Kept prisoner at the beginning of World War I by the French, he was released only at the end of the conflict. He spent his last years in Düsseldorf, where he died in 1921.

He elaborated his own form of socialism, in which he wanted to take into account that goods do not take their value only from work but also from land.

== Works ==
- Travail et terre. Nouveau système d'économie politique (1893)
- Studien uber Hysterie, Hypnotismus, Suggestion (1894)
- Arbeit und Boden. System der politischen Oekonomie (1889–1891)
- A criticism of Darwinism (1894)
- L'immunite hereditaire.

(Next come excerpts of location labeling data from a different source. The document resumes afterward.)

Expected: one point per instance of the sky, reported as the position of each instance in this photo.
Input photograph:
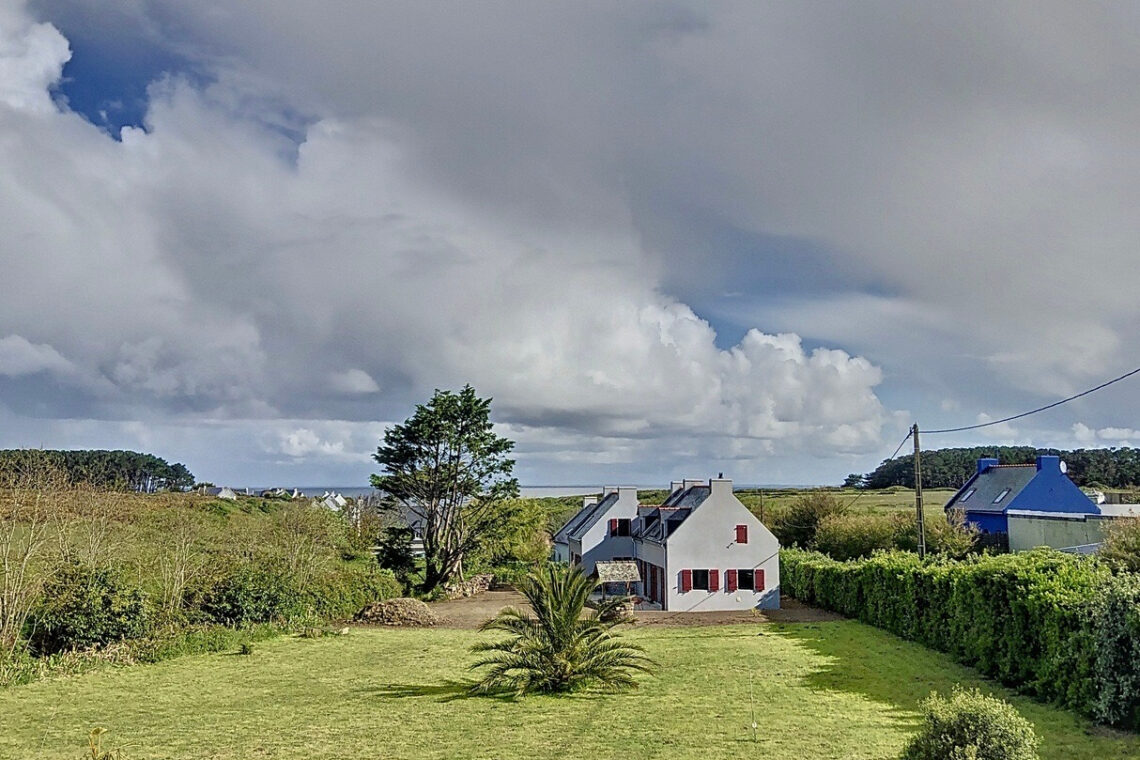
(669, 239)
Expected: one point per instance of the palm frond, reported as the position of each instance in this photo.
(559, 650)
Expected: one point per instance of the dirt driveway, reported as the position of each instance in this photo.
(473, 611)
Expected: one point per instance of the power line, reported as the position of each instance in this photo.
(897, 449)
(1033, 411)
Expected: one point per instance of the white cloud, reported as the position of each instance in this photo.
(19, 357)
(353, 382)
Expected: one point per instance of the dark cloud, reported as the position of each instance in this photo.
(527, 196)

Etude de patologie compare de generations et de races en stile lapidaire (1904?)
- Les conflits sociaux ou travail et terre. Nouveau systeme d'economie politique (1905)
- "Les antagonismes économiques. Intrigue, catastrophe et dénouement du drame social" (1906)
- Le principe ponophysiocratique et son application a la question sociale. Lecon d'ouverture faite a la Faculte de droit de l'Universite de Paris (1913).